Call the heaped-up stuff in someone’s yard or barn “junk” and you’ve not only risked hurling a mighty insult but you’ve suffered a failure in vision – seeing all the new usage just waiting to be discovered in rusted parts and battered pieces. Ditto the island’s two dumps, officially called Transfer Stations (and inviting, I must add, lots of metaphorical musings). There, the Take It or Leave It shed is especially popular. As are the mounds of old appliances, machinery, car parts, used lumber and metal, from which Haystack artists routinely visit and salvage dump-finds for their creations. One sits on our mantel – a small Cornell-like box assemblage that definitely puts to new use some rusted wire, springs and old wooden spools. For the salvagers amongst us, going to the dump can be an adventure. It’s certainly different than wheeling to a suburban curb a large and much gnawed upon plastic garbage can that prompts us to wonder once again: is the invention of a garbage receptacle impervious to squirrel incisors truly beyond human reach?

Along with a plethora of tag sales, August is also the month when myriad enterprises sprout up and make of the roadside a public marketplace. Announced by way of signage, bright flags and various modes of display, run-from-home enterprises offer Adirondack-style furniture, picnic tables, wooden toys, picked crabmeat, pies. Once, parked along one of the island’s two main roads was a large seafood truck, its paint-lettered side panel proclaiming “Bandit and the Bitch.” It prompted many visitors to wonder aloud, including a teen-ager in our car who asked, “Is that a rock band?” One August, a man parked his pickup at the causeway and offered for sale large white plastic barrels, one of which my husband seemed certain we needed but for what purpose neither of was certain. Most missed on our road are the cinnamon doughnuts and whoopee pies once sold daily by a good baker neighbor. So, too, the “pie ladies” that used to roam the island, park their cars in the shade and sell oozing fruit pies from their trunks.

My favorite enterprises are the simple card tables and cash boxes that, come August, appear at driveway or lane’s end and with them bundled camp kindling, bunches of zinnias, copious amounts of zucchini and cukes. Of course in some yards, it’s hard to tell what exactly is for sale, so brimming are they with various goo-gahs and lawn ornaments. For a few summers, the must-have lawn decoration seemed to be wooden cut-outs of women bent over, their bloomers showing, and stuffed doll-like figures dressed in children’s clothes and arranged in such ways – bent over a picnic table or a large tub of gernaniums – that their faces never showed, a frightening army of muteless faceless children. Still popular are the black silhouette cutouts of animals and people, often in odd contextual placement – a fisherman atop a mailbox dangling a fishing pole, not a drop of water in sight, a bear and her cubs traversing a flagstone patio and raising no alarm, an old woman in a rocker sentenced to a kind of existential rocking beside a roadside ditch. Displaying an artistic bent in re-purposing are creations such as a road-side mailbox employing an old computer monitor and labeled “email.”
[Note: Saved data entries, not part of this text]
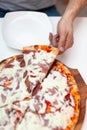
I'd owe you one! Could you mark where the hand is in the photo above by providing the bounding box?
[49,18,74,53]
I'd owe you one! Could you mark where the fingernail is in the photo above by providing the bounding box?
[59,47,64,52]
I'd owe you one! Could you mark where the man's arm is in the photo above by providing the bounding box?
[62,0,87,22]
[50,0,87,52]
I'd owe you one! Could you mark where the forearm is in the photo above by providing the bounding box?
[62,0,87,22]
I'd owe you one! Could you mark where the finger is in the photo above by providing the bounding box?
[57,24,67,52]
[52,34,59,47]
[49,32,53,43]
[58,34,67,52]
[64,33,74,51]
[65,39,74,51]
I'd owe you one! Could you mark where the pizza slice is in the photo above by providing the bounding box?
[22,45,59,93]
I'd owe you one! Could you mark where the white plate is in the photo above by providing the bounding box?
[2,11,53,50]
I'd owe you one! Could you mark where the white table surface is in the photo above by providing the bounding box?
[0,16,87,129]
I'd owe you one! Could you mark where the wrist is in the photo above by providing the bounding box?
[62,0,86,23]
[62,10,76,23]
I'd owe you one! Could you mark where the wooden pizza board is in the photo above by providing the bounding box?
[69,68,87,130]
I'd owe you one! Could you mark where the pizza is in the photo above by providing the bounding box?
[0,45,80,130]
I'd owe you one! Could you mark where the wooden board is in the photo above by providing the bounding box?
[69,68,87,130]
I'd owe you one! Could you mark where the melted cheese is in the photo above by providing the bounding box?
[42,108,74,129]
[0,78,30,107]
[27,65,45,84]
[16,112,50,130]
[0,105,19,130]
[24,50,56,65]
[42,71,68,91]
[24,50,56,85]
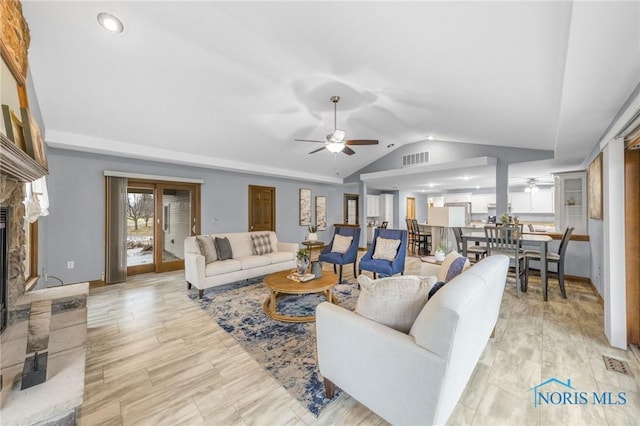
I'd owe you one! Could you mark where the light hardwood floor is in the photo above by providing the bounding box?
[80,256,640,425]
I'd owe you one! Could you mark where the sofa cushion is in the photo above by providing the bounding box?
[428,281,446,300]
[196,235,217,263]
[437,251,470,283]
[372,237,401,262]
[214,237,233,261]
[238,255,270,270]
[205,259,242,276]
[331,234,353,254]
[355,275,434,333]
[251,233,273,255]
[268,251,295,265]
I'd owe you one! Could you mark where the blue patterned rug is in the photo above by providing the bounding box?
[187,275,359,416]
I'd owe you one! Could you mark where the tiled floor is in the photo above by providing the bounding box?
[79,256,640,425]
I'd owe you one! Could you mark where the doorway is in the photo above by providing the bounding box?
[125,179,201,275]
[344,193,359,225]
[625,140,640,344]
[406,197,416,220]
[248,185,275,232]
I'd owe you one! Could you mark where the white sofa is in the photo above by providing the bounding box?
[316,255,509,425]
[184,231,297,298]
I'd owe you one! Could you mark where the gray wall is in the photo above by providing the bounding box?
[41,148,351,284]
[345,139,554,183]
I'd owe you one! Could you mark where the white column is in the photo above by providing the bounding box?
[603,138,626,349]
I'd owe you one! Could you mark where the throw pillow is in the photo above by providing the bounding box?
[372,237,401,262]
[251,233,273,255]
[331,234,353,254]
[437,251,470,283]
[196,235,217,264]
[214,237,233,261]
[355,275,431,333]
[428,281,446,300]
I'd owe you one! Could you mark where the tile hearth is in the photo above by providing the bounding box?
[81,256,640,425]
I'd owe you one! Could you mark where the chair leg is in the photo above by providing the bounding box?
[515,259,520,298]
[187,282,192,289]
[373,272,377,279]
[198,289,204,299]
[353,261,357,278]
[324,378,336,399]
[338,265,343,284]
[523,258,529,292]
[333,264,337,274]
[558,263,567,299]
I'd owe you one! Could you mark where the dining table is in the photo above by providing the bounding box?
[461,231,553,301]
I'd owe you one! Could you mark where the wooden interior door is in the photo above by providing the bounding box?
[406,197,416,220]
[249,185,275,232]
[625,146,640,344]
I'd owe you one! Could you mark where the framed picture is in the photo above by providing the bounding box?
[299,188,311,226]
[315,196,327,231]
[1,104,26,151]
[20,107,48,170]
[588,153,603,220]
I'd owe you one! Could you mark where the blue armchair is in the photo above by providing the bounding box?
[319,226,361,283]
[358,228,408,279]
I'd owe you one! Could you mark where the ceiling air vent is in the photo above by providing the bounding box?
[402,151,430,168]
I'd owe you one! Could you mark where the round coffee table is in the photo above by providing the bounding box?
[262,270,339,323]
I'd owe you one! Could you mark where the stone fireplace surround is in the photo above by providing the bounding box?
[0,176,88,425]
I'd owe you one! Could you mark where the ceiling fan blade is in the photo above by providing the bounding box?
[342,146,356,155]
[309,147,326,154]
[346,139,379,146]
[295,138,325,143]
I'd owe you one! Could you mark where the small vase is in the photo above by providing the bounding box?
[311,261,322,278]
[297,258,310,275]
[308,233,318,242]
[435,250,446,262]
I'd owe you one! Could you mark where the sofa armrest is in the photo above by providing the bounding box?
[277,242,298,253]
[184,252,206,288]
[316,302,446,425]
[420,262,441,277]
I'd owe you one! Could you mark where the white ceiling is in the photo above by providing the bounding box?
[22,1,640,190]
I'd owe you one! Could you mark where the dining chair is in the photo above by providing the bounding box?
[453,227,487,262]
[380,221,388,229]
[484,225,525,298]
[411,219,430,255]
[524,227,574,299]
[405,219,416,253]
[319,226,361,283]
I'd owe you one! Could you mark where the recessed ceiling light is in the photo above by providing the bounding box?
[427,136,434,141]
[97,12,124,34]
[462,176,470,181]
[428,183,434,188]
[475,185,480,189]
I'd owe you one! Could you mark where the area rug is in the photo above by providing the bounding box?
[187,275,359,416]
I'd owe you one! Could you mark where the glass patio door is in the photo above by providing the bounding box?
[125,180,200,275]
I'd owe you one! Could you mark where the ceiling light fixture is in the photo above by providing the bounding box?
[524,178,540,193]
[97,12,125,34]
[427,136,435,140]
[326,142,344,153]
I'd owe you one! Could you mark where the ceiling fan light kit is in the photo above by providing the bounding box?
[294,95,379,155]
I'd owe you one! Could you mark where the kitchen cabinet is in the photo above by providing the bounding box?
[509,189,554,214]
[554,171,587,234]
[471,194,495,214]
[378,194,394,227]
[510,192,531,213]
[366,194,380,217]
[428,196,444,208]
[444,193,472,203]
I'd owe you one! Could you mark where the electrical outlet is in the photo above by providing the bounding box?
[67,261,74,269]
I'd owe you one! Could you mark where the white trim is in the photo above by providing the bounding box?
[360,156,497,181]
[103,170,204,184]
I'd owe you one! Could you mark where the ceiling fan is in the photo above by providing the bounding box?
[295,96,379,155]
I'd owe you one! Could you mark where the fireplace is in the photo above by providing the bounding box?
[1,205,7,334]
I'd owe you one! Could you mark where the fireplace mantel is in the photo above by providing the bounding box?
[0,132,47,182]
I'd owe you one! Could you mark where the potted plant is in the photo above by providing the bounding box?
[500,212,511,226]
[435,241,447,262]
[307,225,318,242]
[296,249,310,274]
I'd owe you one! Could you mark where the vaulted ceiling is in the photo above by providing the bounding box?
[22,1,640,188]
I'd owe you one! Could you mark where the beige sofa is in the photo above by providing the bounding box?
[184,231,297,298]
[316,255,509,425]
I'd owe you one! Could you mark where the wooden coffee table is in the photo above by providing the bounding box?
[262,270,339,323]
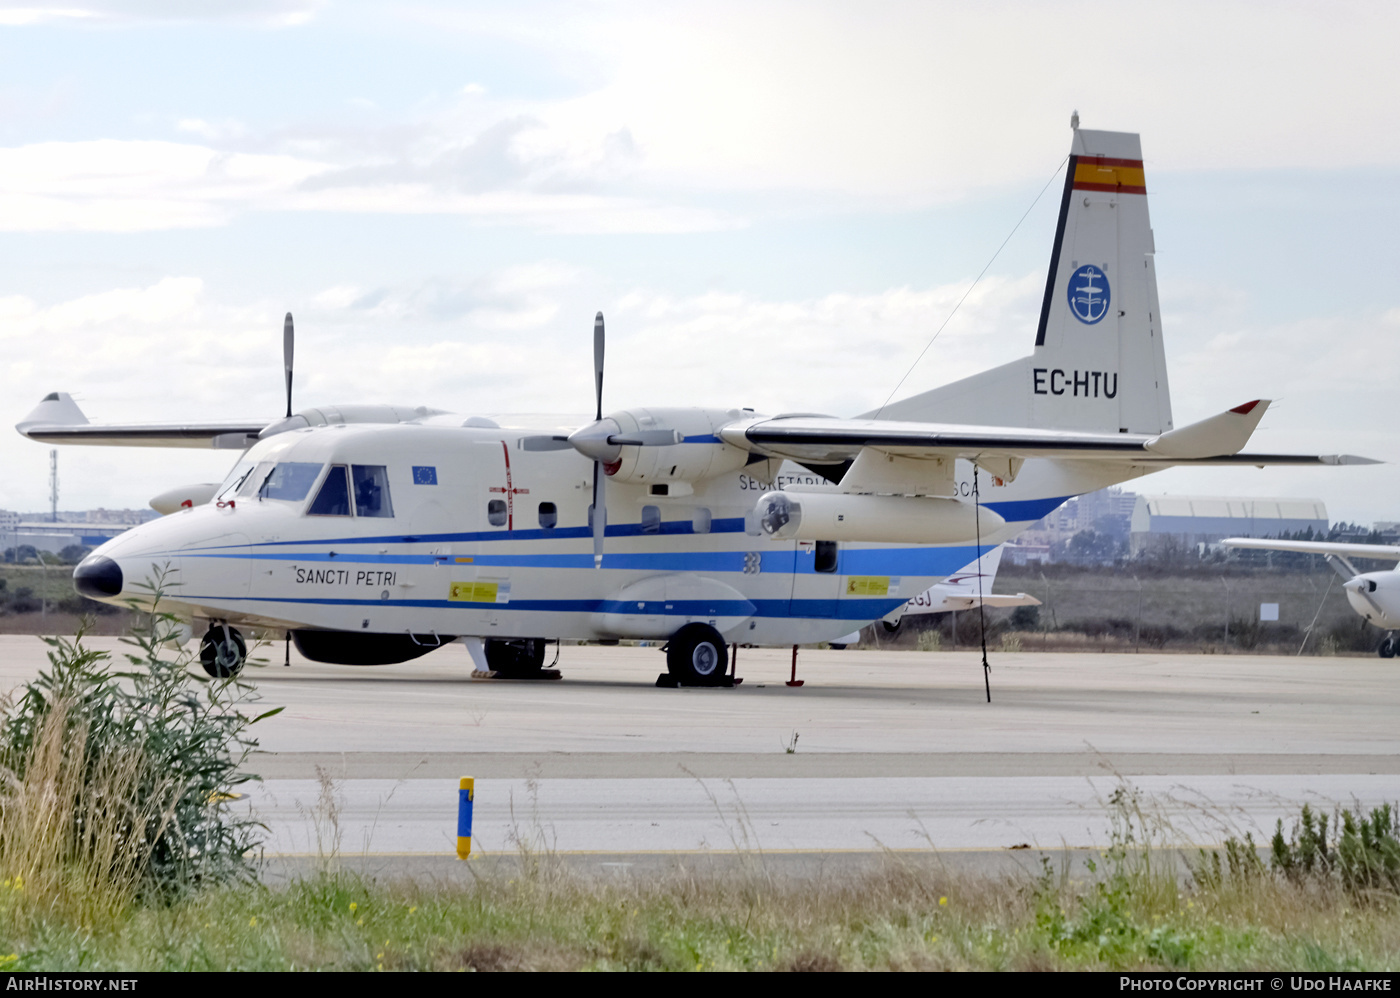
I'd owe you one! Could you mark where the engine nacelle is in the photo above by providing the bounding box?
[149,482,220,515]
[608,407,755,486]
[751,490,1005,544]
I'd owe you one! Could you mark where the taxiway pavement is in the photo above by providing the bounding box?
[1,637,1396,872]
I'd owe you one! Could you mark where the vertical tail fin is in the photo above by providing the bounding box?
[869,124,1173,436]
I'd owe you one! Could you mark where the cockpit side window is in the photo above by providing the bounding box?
[307,465,352,516]
[351,465,393,518]
[258,462,324,502]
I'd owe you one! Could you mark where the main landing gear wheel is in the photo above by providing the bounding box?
[1379,635,1397,659]
[666,623,728,687]
[200,624,247,678]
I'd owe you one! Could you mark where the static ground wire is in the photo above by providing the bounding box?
[872,154,1070,420]
[974,463,991,703]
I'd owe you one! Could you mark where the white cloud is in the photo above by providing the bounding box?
[0,140,327,231]
[2,266,1395,520]
[0,0,325,26]
[0,136,738,233]
[6,2,1400,236]
[402,0,1400,204]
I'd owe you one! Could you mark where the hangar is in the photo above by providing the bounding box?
[1128,495,1328,557]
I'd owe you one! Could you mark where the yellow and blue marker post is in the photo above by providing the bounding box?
[457,776,474,859]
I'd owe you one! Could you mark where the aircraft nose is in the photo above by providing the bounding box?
[73,556,123,599]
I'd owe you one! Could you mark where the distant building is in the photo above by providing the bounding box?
[1003,541,1051,566]
[1129,495,1328,557]
[86,507,157,525]
[5,508,153,556]
[1030,486,1138,545]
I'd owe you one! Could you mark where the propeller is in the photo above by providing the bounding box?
[283,312,295,419]
[517,312,682,567]
[589,312,606,568]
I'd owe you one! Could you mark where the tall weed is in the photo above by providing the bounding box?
[0,589,280,924]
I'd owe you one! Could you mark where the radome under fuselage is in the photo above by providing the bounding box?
[78,415,1123,649]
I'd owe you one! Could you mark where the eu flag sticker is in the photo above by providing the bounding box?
[412,466,438,485]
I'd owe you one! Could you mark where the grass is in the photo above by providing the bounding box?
[1000,565,1358,638]
[1,608,1398,970]
[0,778,1399,971]
[0,845,1395,971]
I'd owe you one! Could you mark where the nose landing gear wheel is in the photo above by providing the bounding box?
[1379,635,1396,659]
[665,623,728,687]
[200,625,247,678]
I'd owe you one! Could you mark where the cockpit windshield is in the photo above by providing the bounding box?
[215,461,255,501]
[236,461,323,501]
[257,462,324,502]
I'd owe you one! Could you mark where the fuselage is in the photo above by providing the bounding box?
[1343,570,1400,630]
[73,416,1116,650]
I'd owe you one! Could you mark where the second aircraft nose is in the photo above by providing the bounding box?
[73,556,123,599]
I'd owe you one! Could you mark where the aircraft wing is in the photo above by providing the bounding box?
[723,401,1375,468]
[1222,538,1400,561]
[16,392,267,450]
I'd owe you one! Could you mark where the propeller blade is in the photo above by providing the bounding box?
[283,313,295,419]
[608,429,681,447]
[593,312,605,423]
[519,435,574,452]
[591,459,606,569]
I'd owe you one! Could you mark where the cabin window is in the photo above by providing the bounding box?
[692,507,712,534]
[351,465,393,518]
[641,505,661,535]
[487,499,508,527]
[815,540,838,573]
[307,465,351,516]
[538,502,558,529]
[259,462,324,502]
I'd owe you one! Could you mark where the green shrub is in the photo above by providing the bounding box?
[0,593,280,917]
[1336,804,1400,895]
[915,630,941,652]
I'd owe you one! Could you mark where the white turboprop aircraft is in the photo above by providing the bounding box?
[16,124,1373,685]
[1222,538,1400,657]
[878,544,1040,637]
[825,545,1040,646]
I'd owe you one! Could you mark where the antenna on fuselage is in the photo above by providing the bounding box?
[283,313,295,419]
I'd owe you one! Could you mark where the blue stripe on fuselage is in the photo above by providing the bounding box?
[180,544,994,577]
[174,593,910,621]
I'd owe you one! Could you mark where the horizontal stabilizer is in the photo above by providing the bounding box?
[939,593,1043,611]
[1144,400,1269,459]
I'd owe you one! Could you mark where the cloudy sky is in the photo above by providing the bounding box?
[1,0,1397,524]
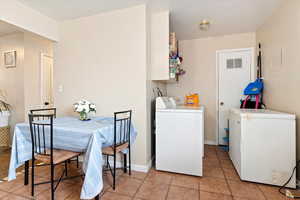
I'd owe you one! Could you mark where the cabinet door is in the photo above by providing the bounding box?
[151,11,170,80]
[229,117,242,177]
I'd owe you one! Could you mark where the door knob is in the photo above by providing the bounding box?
[220,102,224,106]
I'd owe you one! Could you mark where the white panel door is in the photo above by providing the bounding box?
[41,54,53,107]
[218,49,252,145]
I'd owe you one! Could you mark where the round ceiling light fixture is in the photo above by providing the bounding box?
[199,19,210,31]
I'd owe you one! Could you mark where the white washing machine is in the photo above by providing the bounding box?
[155,97,204,176]
[229,109,296,188]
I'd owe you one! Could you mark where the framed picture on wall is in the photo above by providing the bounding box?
[4,51,16,68]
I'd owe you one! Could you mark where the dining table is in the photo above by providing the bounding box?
[8,116,137,199]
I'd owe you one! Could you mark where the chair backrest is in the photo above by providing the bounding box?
[114,110,132,148]
[28,114,54,158]
[30,108,57,119]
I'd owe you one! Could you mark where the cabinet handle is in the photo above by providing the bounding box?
[237,121,240,124]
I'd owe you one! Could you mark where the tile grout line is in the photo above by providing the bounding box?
[9,163,83,199]
[201,146,237,198]
[4,191,34,200]
[198,177,201,200]
[216,146,269,200]
[206,146,278,200]
[164,175,173,200]
[216,147,235,199]
[0,190,10,198]
[2,146,271,200]
[101,170,128,197]
[94,169,151,199]
[256,182,268,200]
[131,169,152,200]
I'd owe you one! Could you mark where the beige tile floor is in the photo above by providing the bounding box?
[0,147,25,181]
[0,147,13,180]
[0,145,293,199]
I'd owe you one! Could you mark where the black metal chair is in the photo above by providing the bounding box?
[30,108,79,168]
[102,110,132,190]
[28,114,81,200]
[30,108,57,118]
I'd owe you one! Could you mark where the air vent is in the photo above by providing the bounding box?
[227,58,242,69]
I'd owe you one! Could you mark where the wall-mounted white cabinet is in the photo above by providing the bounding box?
[151,11,170,81]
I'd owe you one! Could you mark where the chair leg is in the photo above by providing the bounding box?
[95,195,100,200]
[106,155,109,168]
[51,164,55,200]
[113,155,116,190]
[123,154,127,173]
[65,161,68,177]
[129,146,131,175]
[76,156,79,168]
[31,158,35,196]
[24,160,29,185]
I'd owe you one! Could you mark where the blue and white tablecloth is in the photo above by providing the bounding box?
[8,117,137,199]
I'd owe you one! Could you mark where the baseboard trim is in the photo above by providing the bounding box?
[204,140,217,145]
[130,160,152,173]
[78,155,152,173]
[106,156,152,173]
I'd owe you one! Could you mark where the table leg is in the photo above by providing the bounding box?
[24,160,29,185]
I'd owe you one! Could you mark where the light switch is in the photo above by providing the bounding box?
[58,85,63,93]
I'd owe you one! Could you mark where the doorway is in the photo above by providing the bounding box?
[0,21,54,183]
[217,48,254,145]
[40,53,54,107]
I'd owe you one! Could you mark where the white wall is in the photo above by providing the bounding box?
[0,31,53,141]
[53,5,150,167]
[23,32,53,117]
[0,33,25,136]
[0,0,59,42]
[146,5,153,163]
[256,0,300,164]
[166,32,256,143]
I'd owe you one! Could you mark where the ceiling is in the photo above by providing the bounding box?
[0,21,22,37]
[16,0,284,40]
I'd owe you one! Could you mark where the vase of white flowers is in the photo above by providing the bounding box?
[73,100,96,121]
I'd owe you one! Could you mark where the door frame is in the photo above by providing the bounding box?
[40,53,54,106]
[215,47,255,145]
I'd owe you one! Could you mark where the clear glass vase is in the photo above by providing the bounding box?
[79,112,88,121]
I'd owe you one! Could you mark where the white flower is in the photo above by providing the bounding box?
[76,106,84,112]
[83,104,90,113]
[74,99,96,114]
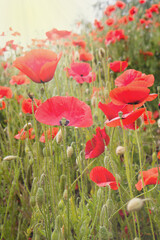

Perhaps the most ambitious and in some ways my favorite tag sale, this a single offering, had to be just over the bridge in nearby mainland Sedgwick. One August, behind a house under renovation, like a demonstrator hoisting a placard and insisting on civil rights, a small outbuilding high on a hill bore a large sign that in large letters declared itself “Free.” Eventually, the building disappeared and so I assume someone did in fact claim it. I wish though I’d seen how it was carted away. And, of course, to what newly re-invented purpose it now serves. Chances are, it may already brim with stuff. Just waiting for another August.